Referência bibliográfica: SMITH, M.F.; KELT, D.A. & PATTON, J.L. 2001. Testing models of diversification in mice in the Abothrix olivaceus/xanthorhinus complex in Chile and Argentina. Molecular Ecology, nº 10, pgs 397-405.

3 comentários:

Luiz Claudio Santos de Souza Lima disse...

Olá rapaz, parabéns pelo blog!


Fico feliz de ver um biólogo que curte evolução. Não entendo muito bem a raridade disso, mas acho que é questão de afinidade.

Estou com um projeto pessoal de escrever sobre a evolução e sua contribuição para a pesquisa médica. Se tiver algum material ou artigo e puder me mandar eu agradeceria muito.

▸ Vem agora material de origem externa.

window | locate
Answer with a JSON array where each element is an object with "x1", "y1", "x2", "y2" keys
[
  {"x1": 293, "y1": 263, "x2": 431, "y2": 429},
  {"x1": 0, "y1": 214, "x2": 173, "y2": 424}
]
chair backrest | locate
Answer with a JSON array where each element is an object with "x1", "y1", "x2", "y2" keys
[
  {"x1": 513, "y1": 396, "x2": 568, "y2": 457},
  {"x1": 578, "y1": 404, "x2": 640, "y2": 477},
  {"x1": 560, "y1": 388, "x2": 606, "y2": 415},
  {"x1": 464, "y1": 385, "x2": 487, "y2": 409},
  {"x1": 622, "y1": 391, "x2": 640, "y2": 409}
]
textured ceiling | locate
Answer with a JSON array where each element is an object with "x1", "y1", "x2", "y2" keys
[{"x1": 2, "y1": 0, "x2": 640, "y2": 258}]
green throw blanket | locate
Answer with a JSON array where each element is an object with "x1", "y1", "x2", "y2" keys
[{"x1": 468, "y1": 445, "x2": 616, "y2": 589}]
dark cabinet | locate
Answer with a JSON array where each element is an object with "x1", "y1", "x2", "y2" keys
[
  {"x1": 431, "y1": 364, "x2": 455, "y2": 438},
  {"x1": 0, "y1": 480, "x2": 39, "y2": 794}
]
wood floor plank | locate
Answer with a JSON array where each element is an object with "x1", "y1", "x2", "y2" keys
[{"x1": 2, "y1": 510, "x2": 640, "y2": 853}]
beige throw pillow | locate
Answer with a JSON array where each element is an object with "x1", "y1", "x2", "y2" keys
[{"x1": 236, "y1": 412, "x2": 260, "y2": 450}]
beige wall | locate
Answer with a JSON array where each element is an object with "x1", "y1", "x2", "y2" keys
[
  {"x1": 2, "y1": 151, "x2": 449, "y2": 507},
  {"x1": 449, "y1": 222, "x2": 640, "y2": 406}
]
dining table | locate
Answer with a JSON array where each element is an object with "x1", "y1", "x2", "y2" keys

Sou médico-oftalmologista e atualmente faço mestrado em ciências médicas. O material não é para tese não. A evolução é um passatempo que me ajuda muito a pensar.

Um forte abraço,

Patola disse...

Para o 'sobre o ombro de gigantes':

Um livro que acho inspirador sobre evolução e medicina é o Survival of the Sickest. Comprei na FNAC de Campinas por menos de doze reais e li em duas semanas. Não sei por quê, a versão em português era muito mais cara, 54 reais.

Luiz Claudio Santos de Souza Lima disse...

Patola,


Obrigado. Vou procura-lo sim. Vau ajudar no meu projeto.

Um forte abraço.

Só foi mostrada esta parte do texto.